Generell fällt das schreiende Missverhältnis zwischen humanitären und militärischen Ausgaben auf. Allein die USA haben bislang für ihren Krieg in Afghanistan $172 Mrd. ausgegeben, Deutschland ca. $3.5 Mrd. Demgegenüber wurden von den seit 2001 zugesagten 25 Mrd. US$ für Hilfeleistungen für die Bevölkerung bis März 2008 lediglich 15 Mrd. US$ bereitgestellt. Darüber hinaus sind diese Zahlen mit äußerster Vorsicht zu genießen, kaum etwas von diesem Geld fließt in Maßnahmen zur unmittelbaren Armutsbekämpfung.

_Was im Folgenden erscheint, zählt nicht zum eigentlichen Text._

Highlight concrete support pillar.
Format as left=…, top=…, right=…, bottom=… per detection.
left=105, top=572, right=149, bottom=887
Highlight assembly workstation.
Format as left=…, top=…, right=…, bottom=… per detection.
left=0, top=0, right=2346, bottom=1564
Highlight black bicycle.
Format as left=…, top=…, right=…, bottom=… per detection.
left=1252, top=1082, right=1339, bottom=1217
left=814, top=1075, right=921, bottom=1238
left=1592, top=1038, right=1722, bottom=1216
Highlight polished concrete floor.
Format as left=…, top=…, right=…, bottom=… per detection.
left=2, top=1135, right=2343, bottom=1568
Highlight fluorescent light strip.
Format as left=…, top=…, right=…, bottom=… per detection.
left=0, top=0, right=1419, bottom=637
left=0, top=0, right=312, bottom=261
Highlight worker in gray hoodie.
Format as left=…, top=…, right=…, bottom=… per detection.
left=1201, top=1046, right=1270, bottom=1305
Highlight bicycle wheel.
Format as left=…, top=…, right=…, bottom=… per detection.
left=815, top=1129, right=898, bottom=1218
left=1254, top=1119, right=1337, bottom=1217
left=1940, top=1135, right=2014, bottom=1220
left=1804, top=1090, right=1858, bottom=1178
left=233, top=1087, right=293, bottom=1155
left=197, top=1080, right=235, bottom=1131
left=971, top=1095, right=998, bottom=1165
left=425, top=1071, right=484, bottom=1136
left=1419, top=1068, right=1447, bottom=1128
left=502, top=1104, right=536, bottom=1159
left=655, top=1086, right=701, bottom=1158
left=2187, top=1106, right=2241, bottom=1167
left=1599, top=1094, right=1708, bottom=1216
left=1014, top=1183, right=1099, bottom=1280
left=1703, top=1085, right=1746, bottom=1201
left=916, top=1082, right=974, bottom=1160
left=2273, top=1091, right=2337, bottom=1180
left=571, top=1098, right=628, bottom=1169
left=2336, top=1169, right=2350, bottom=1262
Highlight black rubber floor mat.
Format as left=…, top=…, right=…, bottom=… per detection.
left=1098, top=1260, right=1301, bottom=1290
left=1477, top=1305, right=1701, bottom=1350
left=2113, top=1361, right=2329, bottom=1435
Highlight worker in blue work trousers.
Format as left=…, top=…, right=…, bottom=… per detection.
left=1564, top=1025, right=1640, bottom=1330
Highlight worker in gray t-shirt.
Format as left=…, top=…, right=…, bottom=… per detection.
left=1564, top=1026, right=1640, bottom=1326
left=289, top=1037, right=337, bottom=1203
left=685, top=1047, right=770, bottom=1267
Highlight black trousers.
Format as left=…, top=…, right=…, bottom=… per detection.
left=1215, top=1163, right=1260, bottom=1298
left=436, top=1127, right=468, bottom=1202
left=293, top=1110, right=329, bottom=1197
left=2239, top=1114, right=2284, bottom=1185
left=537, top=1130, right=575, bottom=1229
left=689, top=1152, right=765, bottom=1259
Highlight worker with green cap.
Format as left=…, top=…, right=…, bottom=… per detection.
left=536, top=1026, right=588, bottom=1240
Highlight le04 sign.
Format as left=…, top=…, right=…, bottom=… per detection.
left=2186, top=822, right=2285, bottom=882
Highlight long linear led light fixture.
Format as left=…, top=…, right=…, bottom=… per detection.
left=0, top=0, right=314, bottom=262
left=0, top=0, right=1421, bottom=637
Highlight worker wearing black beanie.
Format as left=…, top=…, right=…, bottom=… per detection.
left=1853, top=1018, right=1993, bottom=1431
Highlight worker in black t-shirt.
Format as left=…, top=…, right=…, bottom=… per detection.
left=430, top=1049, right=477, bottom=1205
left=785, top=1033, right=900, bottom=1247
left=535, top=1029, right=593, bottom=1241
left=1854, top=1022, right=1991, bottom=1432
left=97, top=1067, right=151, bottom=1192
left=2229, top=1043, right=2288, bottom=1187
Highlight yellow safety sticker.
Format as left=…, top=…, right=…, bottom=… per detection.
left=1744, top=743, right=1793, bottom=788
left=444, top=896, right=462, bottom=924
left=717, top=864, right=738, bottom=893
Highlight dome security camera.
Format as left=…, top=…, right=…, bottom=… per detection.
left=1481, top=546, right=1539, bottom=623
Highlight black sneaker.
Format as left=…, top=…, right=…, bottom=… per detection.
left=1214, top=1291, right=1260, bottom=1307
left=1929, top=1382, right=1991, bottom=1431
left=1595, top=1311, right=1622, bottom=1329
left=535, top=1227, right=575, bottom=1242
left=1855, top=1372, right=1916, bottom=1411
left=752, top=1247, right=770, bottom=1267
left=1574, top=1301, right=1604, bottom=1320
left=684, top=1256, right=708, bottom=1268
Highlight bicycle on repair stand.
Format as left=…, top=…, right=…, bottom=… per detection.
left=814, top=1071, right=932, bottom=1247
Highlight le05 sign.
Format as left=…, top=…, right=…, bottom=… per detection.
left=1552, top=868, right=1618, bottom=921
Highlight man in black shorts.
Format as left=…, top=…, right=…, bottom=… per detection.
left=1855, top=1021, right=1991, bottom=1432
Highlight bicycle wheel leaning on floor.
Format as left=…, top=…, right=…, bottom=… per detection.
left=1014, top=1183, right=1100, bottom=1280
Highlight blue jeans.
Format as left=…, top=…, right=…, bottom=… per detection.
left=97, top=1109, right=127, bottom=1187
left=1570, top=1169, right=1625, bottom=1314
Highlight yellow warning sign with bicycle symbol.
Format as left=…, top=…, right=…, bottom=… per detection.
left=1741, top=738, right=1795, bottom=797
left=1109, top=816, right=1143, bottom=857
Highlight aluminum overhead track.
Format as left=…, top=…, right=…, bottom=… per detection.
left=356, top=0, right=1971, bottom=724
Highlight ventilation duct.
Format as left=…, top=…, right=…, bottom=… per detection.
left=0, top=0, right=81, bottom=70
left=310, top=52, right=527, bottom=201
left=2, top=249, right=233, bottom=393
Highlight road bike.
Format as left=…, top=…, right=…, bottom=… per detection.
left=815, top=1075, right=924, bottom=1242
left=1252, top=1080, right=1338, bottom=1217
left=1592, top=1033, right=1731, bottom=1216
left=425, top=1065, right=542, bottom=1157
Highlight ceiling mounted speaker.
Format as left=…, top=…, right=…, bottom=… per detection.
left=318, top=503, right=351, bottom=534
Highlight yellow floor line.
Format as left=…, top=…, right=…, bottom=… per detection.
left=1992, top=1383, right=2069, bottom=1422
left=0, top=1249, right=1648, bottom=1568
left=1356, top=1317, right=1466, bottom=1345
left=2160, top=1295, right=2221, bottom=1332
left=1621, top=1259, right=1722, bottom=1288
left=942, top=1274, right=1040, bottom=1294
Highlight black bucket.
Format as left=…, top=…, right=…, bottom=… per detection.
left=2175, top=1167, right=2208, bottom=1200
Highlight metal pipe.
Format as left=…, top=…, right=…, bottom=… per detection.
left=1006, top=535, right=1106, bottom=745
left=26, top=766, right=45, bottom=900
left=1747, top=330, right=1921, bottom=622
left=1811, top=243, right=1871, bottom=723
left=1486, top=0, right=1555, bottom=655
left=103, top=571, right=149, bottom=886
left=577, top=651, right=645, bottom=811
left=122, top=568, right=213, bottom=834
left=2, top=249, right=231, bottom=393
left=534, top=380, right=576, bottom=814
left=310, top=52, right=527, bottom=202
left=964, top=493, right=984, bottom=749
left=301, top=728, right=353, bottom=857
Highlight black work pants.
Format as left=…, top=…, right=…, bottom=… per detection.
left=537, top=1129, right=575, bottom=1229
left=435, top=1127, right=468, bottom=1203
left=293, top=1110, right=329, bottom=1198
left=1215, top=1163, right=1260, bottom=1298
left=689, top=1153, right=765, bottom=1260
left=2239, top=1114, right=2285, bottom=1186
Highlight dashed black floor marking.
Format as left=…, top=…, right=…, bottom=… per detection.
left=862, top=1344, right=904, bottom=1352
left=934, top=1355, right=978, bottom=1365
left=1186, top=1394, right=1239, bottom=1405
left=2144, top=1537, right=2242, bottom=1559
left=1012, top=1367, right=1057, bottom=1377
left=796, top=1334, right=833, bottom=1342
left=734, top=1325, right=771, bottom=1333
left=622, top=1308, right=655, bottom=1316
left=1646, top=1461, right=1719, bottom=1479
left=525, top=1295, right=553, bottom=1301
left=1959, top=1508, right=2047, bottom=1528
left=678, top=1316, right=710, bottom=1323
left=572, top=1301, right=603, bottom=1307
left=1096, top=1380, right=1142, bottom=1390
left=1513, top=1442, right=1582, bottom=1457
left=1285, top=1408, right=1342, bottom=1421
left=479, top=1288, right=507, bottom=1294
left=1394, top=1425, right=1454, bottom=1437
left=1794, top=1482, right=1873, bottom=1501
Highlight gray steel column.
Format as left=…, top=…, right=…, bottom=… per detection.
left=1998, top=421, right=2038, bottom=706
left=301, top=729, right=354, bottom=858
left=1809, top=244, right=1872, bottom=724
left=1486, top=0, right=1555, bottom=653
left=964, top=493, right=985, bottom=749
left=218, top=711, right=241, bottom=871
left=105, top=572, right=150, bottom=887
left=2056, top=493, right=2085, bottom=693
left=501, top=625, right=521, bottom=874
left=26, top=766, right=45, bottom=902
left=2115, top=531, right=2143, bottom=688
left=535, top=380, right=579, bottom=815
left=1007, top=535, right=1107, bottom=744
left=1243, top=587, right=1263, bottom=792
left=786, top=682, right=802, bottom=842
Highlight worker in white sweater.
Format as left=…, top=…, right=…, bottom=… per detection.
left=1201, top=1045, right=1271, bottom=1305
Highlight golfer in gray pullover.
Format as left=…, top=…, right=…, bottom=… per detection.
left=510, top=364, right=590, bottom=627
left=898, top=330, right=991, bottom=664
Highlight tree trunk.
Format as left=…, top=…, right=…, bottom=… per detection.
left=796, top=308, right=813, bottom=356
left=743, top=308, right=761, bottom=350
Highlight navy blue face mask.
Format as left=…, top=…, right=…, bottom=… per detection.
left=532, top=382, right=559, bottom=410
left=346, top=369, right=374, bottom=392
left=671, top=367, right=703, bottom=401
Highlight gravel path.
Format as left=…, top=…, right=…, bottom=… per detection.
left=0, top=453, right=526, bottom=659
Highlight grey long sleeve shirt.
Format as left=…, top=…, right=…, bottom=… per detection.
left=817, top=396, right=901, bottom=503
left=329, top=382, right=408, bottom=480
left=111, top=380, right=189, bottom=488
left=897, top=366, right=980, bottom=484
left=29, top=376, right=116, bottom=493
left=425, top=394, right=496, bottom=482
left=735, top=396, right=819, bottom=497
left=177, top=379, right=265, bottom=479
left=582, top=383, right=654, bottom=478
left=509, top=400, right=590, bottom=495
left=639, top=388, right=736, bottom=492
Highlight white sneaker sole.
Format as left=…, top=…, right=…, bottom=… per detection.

Dies hängt einmal mit der gebundenen Hilfe zusammen, aber auch damit, dass ein großer Teil der Entwicklungshilfe für Sicherheitsbelange regelrecht zweckentfremdet wird.
So werden z.B. die deutschen Gelder für den Aufbau der afghanischen Polizei dem Einzelplan 23 (BMZ-Haushalt) entnommen – bis 2008 etwa $135 Mio. Im Ergebnis gab die gesamte internationale Gemeinschaft zwischen 2002 und 2006 lediglich $433 Mio. Dollar für Gesundheits- und Ernährungsprogramme aus – allein die Kosten für die einjährige Verlängerung des deutschen ISAF-Einsatzes belaufen sich demgegenüber auf ca. $680 Mio. – Tendenz steigend.
Die Folgen dieser neoliberalen „Wiederaufbaupolitik“ sind verheerend: Laut neuestem UNDP-Länderbericht hat sich die humanitäre Lage seit Beginn des NATO-Einsatzes sogar weiter verschlechtert: 61% der Bevölkerung sind chronisch unterernährt, 68% verfügen über keinen Zugang zu Trinkwasser.
Guerillakrieg im Eigenbau
Vor dem Hintergrund der westlichen Kriegs- und Besatzungspraxis sehen immer größere Teile der afghanischen Bevölkerung in den westlichen Truppen keine Wohltäter, sondern Okkupanten. Unter den Paschtunen sprechen sich 70 bis 80 % und in der anderen Bevölkerungshälfte ebenfalls über 50 % gegen die Auslandspräsenz aus.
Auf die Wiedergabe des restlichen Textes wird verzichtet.